Increasing NCBO BioPortal and CEDAR Synergy for BD2K

Presenting Author Information 

Name

John Graybeal

Institution

Stanford University

PI

John Graybeal

Email

jgraybeal@stanford.edu

Phone Number

650-736-1632

Additional Author Information 

Names and affiliations of additional authors

(one per line)

Jennifer Vendetti, Stanford University

Michael Dorf, Stanford University

Martin O'Connor, Stanford University

Marcos Martínez-Romero, Stanford University

Mark Musen, Stanford University

Is there an additional contact person?

Yes

Name of additional contact

Michael Dorf

Email address of additional contact

mdorf@stanford.edu

Additional information 

Please choose the topic that best fits your abstract (posters will be grouped according to your selection). Detailed session descriptions can be found in the Abstract Guidelines.
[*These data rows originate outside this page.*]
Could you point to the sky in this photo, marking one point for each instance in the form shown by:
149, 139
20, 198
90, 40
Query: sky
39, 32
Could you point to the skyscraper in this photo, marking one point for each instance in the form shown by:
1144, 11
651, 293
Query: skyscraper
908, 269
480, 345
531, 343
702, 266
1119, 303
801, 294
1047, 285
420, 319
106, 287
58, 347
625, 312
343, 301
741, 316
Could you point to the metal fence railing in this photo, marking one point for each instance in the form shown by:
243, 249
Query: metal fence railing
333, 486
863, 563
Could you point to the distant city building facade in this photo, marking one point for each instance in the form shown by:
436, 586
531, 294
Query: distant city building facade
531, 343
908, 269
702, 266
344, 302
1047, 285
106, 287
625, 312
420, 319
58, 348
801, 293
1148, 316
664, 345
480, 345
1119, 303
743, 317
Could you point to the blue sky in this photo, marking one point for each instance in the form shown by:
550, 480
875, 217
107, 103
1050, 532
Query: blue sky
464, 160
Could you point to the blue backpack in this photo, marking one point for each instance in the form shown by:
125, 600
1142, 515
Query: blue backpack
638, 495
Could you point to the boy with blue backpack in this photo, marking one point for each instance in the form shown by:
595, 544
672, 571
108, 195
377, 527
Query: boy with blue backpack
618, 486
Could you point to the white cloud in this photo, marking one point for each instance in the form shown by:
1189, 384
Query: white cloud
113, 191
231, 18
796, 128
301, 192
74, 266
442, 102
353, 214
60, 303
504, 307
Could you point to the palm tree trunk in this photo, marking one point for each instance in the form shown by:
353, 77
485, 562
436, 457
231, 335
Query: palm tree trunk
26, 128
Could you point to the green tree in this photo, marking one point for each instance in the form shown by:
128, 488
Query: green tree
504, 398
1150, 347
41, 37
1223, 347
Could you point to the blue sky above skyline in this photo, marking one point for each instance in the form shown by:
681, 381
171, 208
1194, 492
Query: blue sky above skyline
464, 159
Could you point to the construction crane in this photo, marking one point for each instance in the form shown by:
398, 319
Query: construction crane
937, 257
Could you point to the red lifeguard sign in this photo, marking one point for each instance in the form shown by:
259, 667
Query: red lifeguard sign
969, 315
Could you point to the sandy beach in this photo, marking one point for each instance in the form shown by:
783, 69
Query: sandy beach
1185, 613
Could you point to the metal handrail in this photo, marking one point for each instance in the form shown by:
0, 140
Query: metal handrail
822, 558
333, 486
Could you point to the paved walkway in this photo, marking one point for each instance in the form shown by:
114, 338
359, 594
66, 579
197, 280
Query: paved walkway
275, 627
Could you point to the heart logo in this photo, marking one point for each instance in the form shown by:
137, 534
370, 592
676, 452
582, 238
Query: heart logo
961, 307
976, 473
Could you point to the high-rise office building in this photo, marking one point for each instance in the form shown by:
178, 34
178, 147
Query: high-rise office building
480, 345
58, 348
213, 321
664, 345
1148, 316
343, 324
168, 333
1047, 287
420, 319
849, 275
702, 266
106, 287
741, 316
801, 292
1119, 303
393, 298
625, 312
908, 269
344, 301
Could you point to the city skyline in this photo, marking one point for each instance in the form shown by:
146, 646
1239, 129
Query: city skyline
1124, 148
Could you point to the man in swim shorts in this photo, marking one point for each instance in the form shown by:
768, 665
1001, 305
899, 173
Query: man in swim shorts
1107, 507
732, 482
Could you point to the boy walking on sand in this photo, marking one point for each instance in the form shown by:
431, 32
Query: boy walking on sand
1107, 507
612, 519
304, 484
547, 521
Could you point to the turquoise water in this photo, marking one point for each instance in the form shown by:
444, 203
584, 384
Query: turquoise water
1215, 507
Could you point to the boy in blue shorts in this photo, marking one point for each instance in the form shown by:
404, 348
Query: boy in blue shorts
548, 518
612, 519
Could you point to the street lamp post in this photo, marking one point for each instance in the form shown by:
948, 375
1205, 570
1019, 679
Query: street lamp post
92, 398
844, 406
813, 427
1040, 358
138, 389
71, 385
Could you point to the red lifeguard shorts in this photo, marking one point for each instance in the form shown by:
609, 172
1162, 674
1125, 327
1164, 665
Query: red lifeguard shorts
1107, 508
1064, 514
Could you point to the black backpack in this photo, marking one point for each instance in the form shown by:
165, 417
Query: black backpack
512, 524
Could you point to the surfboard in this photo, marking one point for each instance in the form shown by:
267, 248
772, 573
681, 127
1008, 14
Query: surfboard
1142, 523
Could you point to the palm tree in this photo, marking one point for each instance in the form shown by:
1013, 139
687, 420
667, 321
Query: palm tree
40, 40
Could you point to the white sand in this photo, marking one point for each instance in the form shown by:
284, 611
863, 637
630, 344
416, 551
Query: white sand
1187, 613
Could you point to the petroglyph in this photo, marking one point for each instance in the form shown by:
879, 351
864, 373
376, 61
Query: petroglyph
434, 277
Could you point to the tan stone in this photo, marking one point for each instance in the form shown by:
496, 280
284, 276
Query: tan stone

Software, Analysis, & Methods Development

Please consider my abstract for a (See Presentation Guidelines)

Poster only

Poster presentations may be submitted electronically in order to reach a wider audience and be available after the All hands meeting. Do you plan to submit your poster as a digital submission in addition to bringing a physical copy?

Yes

Abstract Title

Increasing NCBO BioPortal and CEDAR Synergy for BD2K

Abstract Description

The NCBO BioPortal provides Web services for over 500 biomedical ontologies, allowing investigators to annotate and retrieve data, generate value sets, and perform advanced analytics of a wide range of biomedical and clinical data. BioPortal provides core services for many CEDAR metadata activities, and also heavily serves the wider BD2K community—seven out of eight centers responding to the BD2K metadata survey cited BioPortal as an essential resource for their work. 

We have completed some long-planned features enabling or optimizing CEDAR’s use of BioPortal. With this year’s supplement, we have begun pursuing enhancements to maximize BioPortal’s value to CEDAR and advance BioPortal’s integration with other BD2K programs and services. We present the work accomplished, and enhancements that are being made available over the course of this supplement.

The first set of completed features advanced CEDAR‘s usage of BioPortal concepts and value sets. We made subtle improvements to BioPortal’s ontology presentation services and added features for accessing and extending value set services.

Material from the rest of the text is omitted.